Often possess surface specialisations such as:
Cilia or flagella (e.g., sperm cells)
Microvilli (in intestinal epithelium)
Comparative Table
Feature
Prokaryote (Bacterium)
Plant Eukaryote
Animal Eukaryote
Size (µm)
0.5–5
10–100
10–30
Genetic material
Single circular chromosome in nucleoid
Multiple linear chromosomes in nucleus
Multiple linear chromosomes in nucleus
Cell wall
Peptidoglycan
Cellulose‑based
Absent
Membrane‑bound organelles
None
Mitochondria, chloroplasts, ER, Golgi, vacuole
Mitochondria, ER, Golgi, lysosomes, centrosome
Ribosome type
70 S
80 S
80 S
Motility structures
Flagella (simple), pili
Usually none (some algae have flagella)
Cilia, flagella, microvilli
Energy metabolism
Varies – aerobic, anaerobic, photosynthetic
Photosynthesis (chloroplasts) + respiration
Respiration only
Functional Implications of Structural Differences
Compartmentalisation: Eukaryotic cells separate metabolic pathways into organelles, allowing greater regulation and efficiency.

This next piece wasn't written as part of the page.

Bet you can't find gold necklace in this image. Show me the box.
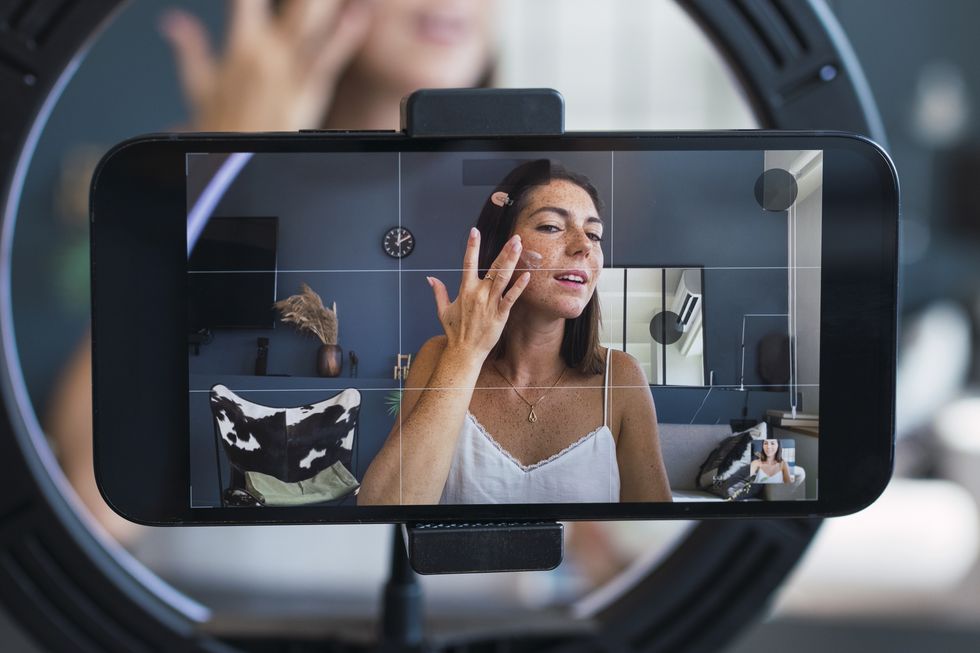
[491,361,568,423]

Genetic control: The nucleus protects DNA and provides a site for transcription regulation, whereas prokaryotes rely on simultaneous transcription‑translation.
Energy acquisition: Chloroplasts give plant cells the unique ability to convert light energy into chemical energy, a feature absent in both animal cells and most bacteria.
Structural support: The rigid cell wall in plants and bacteria protects against osmotic stress; animal cells rely on the cytoskeleton and extracellular matrix.
Size limitation: Lack of internal membranes restricts prokaryotes to a smaller size, influencing surface‑area‑to‑volume ratios and diffusion rates.
Summary
Prokaryotic cells are simpler, lacking a nucleus and membrane‑bound organelles, and are typically smaller with a peptidoglycan cell wall. Eukaryotic plant and animal cells share many organelles and a true nucleus, but differ in the presence of a cellulose cell wall and chloroplasts in plants, and in specialised structures such as centrosomes and lysosomes in animals. These structural distinctions underpin the diverse metabolic capabilities and ecological roles of each cell type.
Suggested diagram: Comparative cross‑sections of a typical bacterium, a plant cell, and an animal cell, highlighting the features listed above.